InOrder bedeutet das man immer erst links, dann die Wurzel und dann rechts bearbeitet (und zwar rekursiv). Das bedeutet man läuft erst links den Baum herab bis zur 1 und behandelt diesen Knoten dann (gibt also z.B. die 1 aus). Danach behandelt man die Wurzel dieses Knotens (4) und danach den rechten Teilbaum (6). Nun ist der linke Teilbaum der 12 komplett bearbeitet und es wird die 12 behandelt. Danach geht es im rechten Teilbaum weiter (20). Hier steigt man wiederum links bis zum Blatt ab (13), usw. ....

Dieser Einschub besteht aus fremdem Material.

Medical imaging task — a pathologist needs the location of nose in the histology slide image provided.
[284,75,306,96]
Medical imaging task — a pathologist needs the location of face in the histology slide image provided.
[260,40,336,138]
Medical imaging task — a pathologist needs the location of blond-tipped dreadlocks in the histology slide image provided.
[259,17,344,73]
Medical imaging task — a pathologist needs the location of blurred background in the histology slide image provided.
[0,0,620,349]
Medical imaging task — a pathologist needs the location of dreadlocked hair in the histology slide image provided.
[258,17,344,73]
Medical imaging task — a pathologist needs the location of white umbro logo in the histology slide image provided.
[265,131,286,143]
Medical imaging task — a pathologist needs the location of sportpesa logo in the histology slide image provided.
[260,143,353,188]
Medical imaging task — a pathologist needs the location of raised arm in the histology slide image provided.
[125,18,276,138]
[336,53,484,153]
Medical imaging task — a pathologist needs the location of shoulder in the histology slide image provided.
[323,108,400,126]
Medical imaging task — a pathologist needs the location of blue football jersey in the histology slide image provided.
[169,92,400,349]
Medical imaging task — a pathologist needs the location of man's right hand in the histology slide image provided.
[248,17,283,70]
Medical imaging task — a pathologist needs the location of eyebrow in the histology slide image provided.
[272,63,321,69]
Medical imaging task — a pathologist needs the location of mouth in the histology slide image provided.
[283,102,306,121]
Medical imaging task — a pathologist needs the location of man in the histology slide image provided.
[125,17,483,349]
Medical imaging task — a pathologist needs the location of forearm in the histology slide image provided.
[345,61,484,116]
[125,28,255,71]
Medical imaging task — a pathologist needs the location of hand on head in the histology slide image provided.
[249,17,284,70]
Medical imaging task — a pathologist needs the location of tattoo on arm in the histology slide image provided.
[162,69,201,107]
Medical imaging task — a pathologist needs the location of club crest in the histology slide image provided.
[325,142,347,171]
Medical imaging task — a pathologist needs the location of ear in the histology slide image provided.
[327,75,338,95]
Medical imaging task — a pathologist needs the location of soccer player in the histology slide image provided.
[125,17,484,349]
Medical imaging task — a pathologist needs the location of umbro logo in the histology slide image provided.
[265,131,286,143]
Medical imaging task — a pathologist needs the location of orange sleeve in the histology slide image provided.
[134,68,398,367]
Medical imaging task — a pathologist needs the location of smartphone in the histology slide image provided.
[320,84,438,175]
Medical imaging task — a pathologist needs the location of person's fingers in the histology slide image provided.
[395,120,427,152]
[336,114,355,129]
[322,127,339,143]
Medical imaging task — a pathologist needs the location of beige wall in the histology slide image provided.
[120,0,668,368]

Wenn du nun z.B. alle Zahlen grösser 20 ausgeben möchtest musst du nur schauen ob der aktuelle Knoten grösser (gleich) der kleinsten auszugebenen Zahl ist. Wenn ja gehst du links tiefer, sonst behandelt du den aktuellen Knoten und gehst rechts herunter. 

Du brauchst also nur deine ursprüngliche if-Abfrage wieder einbauen (die, die ich für überflüssig gehalten habe) und leicht anpassen.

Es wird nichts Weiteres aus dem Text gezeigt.